Миновали последние дома деревни, прошли рощу и бывший детдом у огромного пруда, который, судя по тому, как заросло всё здесь, уже много лет пустовал. От пруда доносилось кряканье уток, гогот гусей. Они свернули на малозаметную тропинку уже другой рощицы, звуки постепенно затихли вдали, подступила тишина, даже птиц не было слышно.
Наконец, выйдя на проплешину меж деревьев, Красный махнул на возвышавшуюся недалёко горушку рукой и произнёс вполголоса: «Тебе туда, на пригорок. Это и есть Кордон. Оттуда и крышу дома увидишь, он и есть, а я пошёл…».
Повернулся, бодро так зашагал было обратно, но тут же остановился и спросил: «Слышь, залётный, ты какой веры будешь?».
— Да никакой, — после минутного раздумья честно ответил Хана.
— Ну, так я и понял. Да, напоследок, если Лихо сидит, лучше не ходи. Если висит себе пугалом, это легче. Ну, всё, исчезаю, — и Красный засеменил очень быстро по тропке. К жизни, к людям, к природным звукам, к родимой деревне.
Герман проводил его глазами, остановился и стал проверять готовность. Так, меток на месте, в заплечнике порядок, в карманах тоже. Посмотрел на оберег — тот вёл себя спокойно, значит, нет никакой опасности, и, кивнув сам себе, двинулся, насвистывая «У павильона вина-воды…», прямиком на пригорок. Пройдя примерно с километр, миновав то ли поле, то ли не пойми чего и, подойдя, наконец, к искомому дому, он остановился и перевёл дух. Никаких пугал не видно, никто не пугает, оберег спокоен. Шест, правда, вкопанный с каким-то тряпьём, он увидел. Возможно, от ворон или воров про себя усмехнулся доблестный идальго Герман. Видно, Красный красненького перебрал анадысь, вот и сказ весь. РУБЕЖ!!!!!!!!!!!!!!!!!!!
Поднявшись по ступенькам на некрашеное крыльцо, Герман громко постучал, подождал немного и, толкнув дверь, вошёл в дом. Примерно зная расположение комнат в деревенских домах, гостил ведь у бабки в детстве не одно лето, легко нашел горницу.
На приветствие никто не ответил, лишь рыжий кот спрыгнул с лавки, где до этого, свернувшись клубком, мирно дремал, оглядел внезапного гостя и тихо куда-то исчез.
— «До Чела ему, как аквалангисту в пустыне до воды. Мой котяра, Чел!»
Хана с гордостью представил своего питомца, потом с улыбкой вспомнил как на прощание обьяснял куну и Маньяку про свой отъезд, обещал побыстрее закончить дела, а их просил не скучать. Дуэт сидел и слушал с полным пониманием, по-взрослому.
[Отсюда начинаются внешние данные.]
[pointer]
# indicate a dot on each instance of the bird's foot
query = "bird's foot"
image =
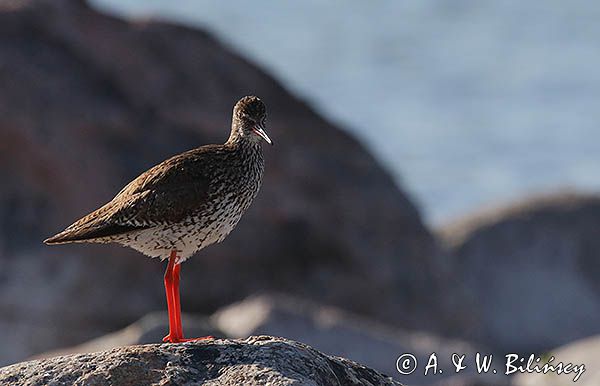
(176, 339)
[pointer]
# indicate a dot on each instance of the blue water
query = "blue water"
(467, 103)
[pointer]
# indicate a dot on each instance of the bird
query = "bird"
(183, 204)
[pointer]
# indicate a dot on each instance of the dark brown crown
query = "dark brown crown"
(251, 107)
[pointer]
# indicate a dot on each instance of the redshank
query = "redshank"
(183, 204)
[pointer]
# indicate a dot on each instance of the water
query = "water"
(467, 103)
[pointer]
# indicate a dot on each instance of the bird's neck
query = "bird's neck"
(242, 144)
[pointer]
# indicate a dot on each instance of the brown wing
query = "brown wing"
(165, 194)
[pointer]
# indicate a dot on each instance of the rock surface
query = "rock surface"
(532, 271)
(582, 352)
(327, 329)
(88, 101)
(257, 361)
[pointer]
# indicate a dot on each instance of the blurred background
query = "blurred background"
(433, 188)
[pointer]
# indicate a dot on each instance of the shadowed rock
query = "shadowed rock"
(88, 101)
(260, 360)
(532, 271)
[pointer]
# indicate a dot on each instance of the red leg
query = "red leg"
(169, 290)
(173, 303)
(177, 303)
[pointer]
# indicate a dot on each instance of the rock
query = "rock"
(149, 329)
(260, 360)
(582, 352)
(88, 101)
(532, 269)
(328, 329)
(340, 333)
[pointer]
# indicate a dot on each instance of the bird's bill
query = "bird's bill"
(260, 131)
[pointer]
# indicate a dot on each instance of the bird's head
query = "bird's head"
(249, 120)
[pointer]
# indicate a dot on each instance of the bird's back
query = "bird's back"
(186, 203)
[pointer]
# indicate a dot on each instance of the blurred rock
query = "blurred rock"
(459, 380)
(88, 101)
(532, 270)
(149, 329)
(585, 351)
(336, 332)
(259, 360)
(328, 329)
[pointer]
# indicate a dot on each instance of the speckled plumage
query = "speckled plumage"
(187, 202)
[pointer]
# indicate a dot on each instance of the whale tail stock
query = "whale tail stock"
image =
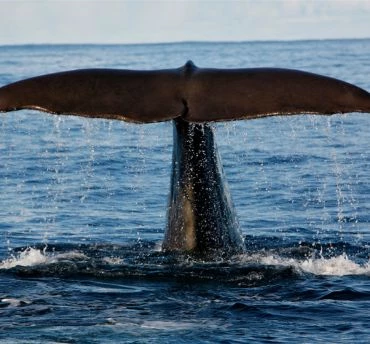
(201, 216)
(195, 94)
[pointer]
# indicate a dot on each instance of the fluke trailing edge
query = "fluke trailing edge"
(196, 94)
(201, 217)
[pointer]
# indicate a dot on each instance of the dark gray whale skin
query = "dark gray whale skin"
(201, 217)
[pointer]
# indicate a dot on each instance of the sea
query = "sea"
(83, 212)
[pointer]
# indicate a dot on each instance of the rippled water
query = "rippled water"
(83, 205)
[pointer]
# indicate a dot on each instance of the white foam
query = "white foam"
(32, 257)
(336, 266)
(28, 257)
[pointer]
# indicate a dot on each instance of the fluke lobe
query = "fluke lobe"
(201, 217)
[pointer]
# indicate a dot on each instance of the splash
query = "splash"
(340, 265)
(33, 257)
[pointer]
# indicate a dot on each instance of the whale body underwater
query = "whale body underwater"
(201, 218)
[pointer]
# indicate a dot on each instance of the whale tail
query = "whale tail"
(201, 216)
(195, 94)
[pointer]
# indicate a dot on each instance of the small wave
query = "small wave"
(145, 261)
(340, 265)
(33, 257)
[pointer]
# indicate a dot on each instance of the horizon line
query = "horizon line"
(189, 42)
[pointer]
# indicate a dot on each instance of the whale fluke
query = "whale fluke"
(201, 217)
(196, 94)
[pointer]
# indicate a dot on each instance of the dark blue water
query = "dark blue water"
(83, 210)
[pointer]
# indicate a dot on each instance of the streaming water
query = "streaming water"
(83, 210)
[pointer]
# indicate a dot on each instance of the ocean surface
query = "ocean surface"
(83, 211)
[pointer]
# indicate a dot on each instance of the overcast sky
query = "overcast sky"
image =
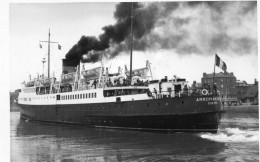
(181, 41)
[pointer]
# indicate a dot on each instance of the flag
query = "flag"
(221, 64)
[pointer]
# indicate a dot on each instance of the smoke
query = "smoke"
(186, 27)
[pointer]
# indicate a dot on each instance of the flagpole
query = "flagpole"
(214, 73)
(49, 42)
(49, 54)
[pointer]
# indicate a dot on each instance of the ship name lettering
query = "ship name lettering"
(207, 99)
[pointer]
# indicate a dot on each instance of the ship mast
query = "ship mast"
(49, 42)
(131, 43)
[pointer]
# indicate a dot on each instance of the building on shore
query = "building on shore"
(241, 90)
(226, 86)
(251, 95)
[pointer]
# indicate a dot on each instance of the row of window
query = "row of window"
(78, 96)
(65, 97)
(36, 98)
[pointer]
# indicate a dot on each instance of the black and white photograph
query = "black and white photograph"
(132, 81)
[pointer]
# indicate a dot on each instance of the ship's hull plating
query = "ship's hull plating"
(168, 114)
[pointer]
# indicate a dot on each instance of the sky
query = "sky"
(177, 38)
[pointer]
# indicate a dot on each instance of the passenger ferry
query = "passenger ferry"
(96, 98)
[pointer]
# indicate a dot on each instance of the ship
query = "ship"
(96, 98)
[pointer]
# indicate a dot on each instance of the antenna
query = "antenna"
(43, 61)
(131, 43)
(49, 42)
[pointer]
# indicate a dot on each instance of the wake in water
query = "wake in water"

Так, ну да ладно, но где же хозяева? Судя по всему, жильё обитаемо, вон и печка есть, цветы на подоконниках, занавески.
Он огляделся, не спеша снял заплечник, сел на лавку у окна. Выхода нет, надо ждать хозяев, рано или поздно придут, а тут и мы с «приплытьицем, здрасте»!
Через полчаса томительного ожидания гость незваный решил встать, размяться перед домом, пройтись туда-сюда, но перед выходом надумал заглянуть в другую комнату, присмотреться более внимательно. Когда вошёл, кинул беглый взгляд там-сям, убедился, хозяев нет, и опять уселся ждать, как девка на посиделках. Дело в том, что кольнуло его нечто на уровне подсознания, да он внимания не обратил. Нет, надо подумать и понять!
Точно! Вот оно, что кольнуло. Над высоким старинным комодом висела огромная задрапированная чёрным материалом с кроваво-красной каймой по краям картина или зеркало. Угадывалась местами проступавшая под материей резная рама. Страшно, но интересно!
— «А, семь бед, один срок!» — махнул на себя рукой Хана и, подойдя к комоду вплотную, приподнявшись на носки, отодвинул драпировку. Это была старинная картина, портрет! Вне всякого сомнения, в глаза сразу бросалось одно — высочайшее мастерство вело кистью неизвестного, скорее всего, средневекового художника. Но ошеломило его не это! С картины на него смотрела… бабушка Фаля!
Герман даже попятился от такого сюрприза! Он, бывалый и видевший немало, привык считать, что в этом мире ничто не ковырнёт его душу так потрясающе, как то ощущение, какое пронзило сейчас. Сказать прямо, ему было не по себе, и, если бы не пообещал Елене свет Олеговне разыскать да разузнать, он сделал бы ноги отсюда, не задумываясь.